= Edmundo Murray =

Argentine author

Edmundo Murray (born 1955 in Buenos Aires), is an Argentine author, born in a family with mixed Colombian, Irish and Swiss roots. He has published widely on Irish-Latin American relations, art and diplomacy, links between food and music, and cycling cultures.

==Biography==
Edmundo Murray studied in Argentina, Switzerland and the United States. He obtained a PhD in Latin American literature from University of Zurich (Romanisches Seminar), and a M.A. from University of Geneva. He is a lecturer and frequent contributor of articles in cultural history, regional cultural integration and Irish and Latin American studies. He is a Founding Member of the Society for Irish Latin American Studies, and member of the Swiss Society of Americanists. Founder and first editor of Irish Migration Studies in Latin America, a journal focusing on relations between Ireland and Latin America. His focus on immigrants's identity considered as "a problem, an open question", led him to analyze other aspects of cultural history in international relations, links between food and music, and literary identities.

Visiting professor at University of Cape Verde. Research consultant of the West Africa Institute. Advisory Board member and contributor to Ireland and the Americas: Culture, Politics, and History (Santa Barbara, CA: ABC-CLIO, 2008). Poet and a short-story writer, he published Poemas Nómades (1999) and Taxonomía Fantástica de los Árboles de Buenos Aires (2000). From 2001 to 2020, Murray worked as publishing officer at WTO Publications, the in-house publisher of the World Trade Organization.

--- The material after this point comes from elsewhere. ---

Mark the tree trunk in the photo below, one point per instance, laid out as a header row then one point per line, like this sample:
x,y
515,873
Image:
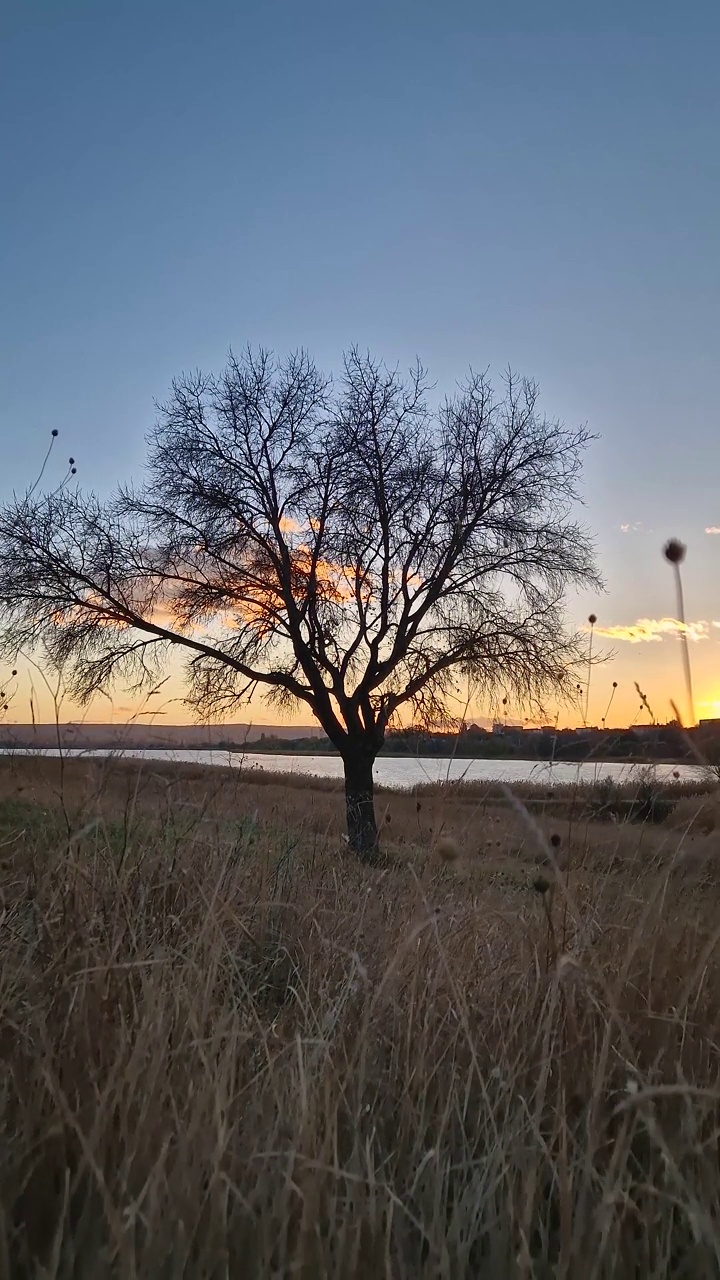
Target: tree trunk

He is a travel writer and bikepacker, and he contributes articles to his blog Bikes and Cultures.

Murray's book about the WTO building Art Discovery and Censorship in the Centre William Rappard of Geneva: Building the Future (2023) has been described as "an important contribution to the knowledge of significant heritage aspects of the international public buildings and their artistic collections", and a "fascinating account [that] provides intriguing insights into the artworks that were commissioned or gifted to the prestigious occupants of the Rue de Lausanne, 154". The chapter dedicated to the removal of Claude Namy's caricature In GATT We Trust in 2019 has been disapproved by the WTO, resulting on 14 percent of the original text deleted.

Edmundo Murray is married to Estelle Varanguien de Villepin and father of five. He currently lives in Peloponnese, Greece.

== Works ==
- Art Discovery and Censorship in the Centre William Rappard of Geneva: Building the Future (London: Palgrave Macmillan, 2023).
- Symphony of Flavors: Food and Music in Concert (Newcastle: Cambridge Scholars Publishing, 2015). Editor.
- Intégration régionale en Afrique de l´Ouest (Praia: West Africa Institute, 2014), with Abdarahmane Ngaïdé, Kalie Sillah, Bio Goura Soule, and Olumuyiwa Alaba.
- Centre William Rappard: Home of the World Trade Organization, Geneva (Geneva: WTO, 2011), with Joëlle Kuntz, also published in French and Spanish.
- Becoming gauchos ingleses: Diasporic Models in Irish-Argentine Literature (Palo Alto: Academica Press, 2009).
- Becoming Irlandés: Private Narratives of the Irish Emigration to Argentina 1844-1912 (Buenos Aires: L.O.L.A. Literature of Latin America, 2006). Revised edition.
- Devenir irlandés: Narrativas íntimas de la emigración irlandesa a la Argentina 1844-1912 (Buenos Aires: Eudeba, 2004).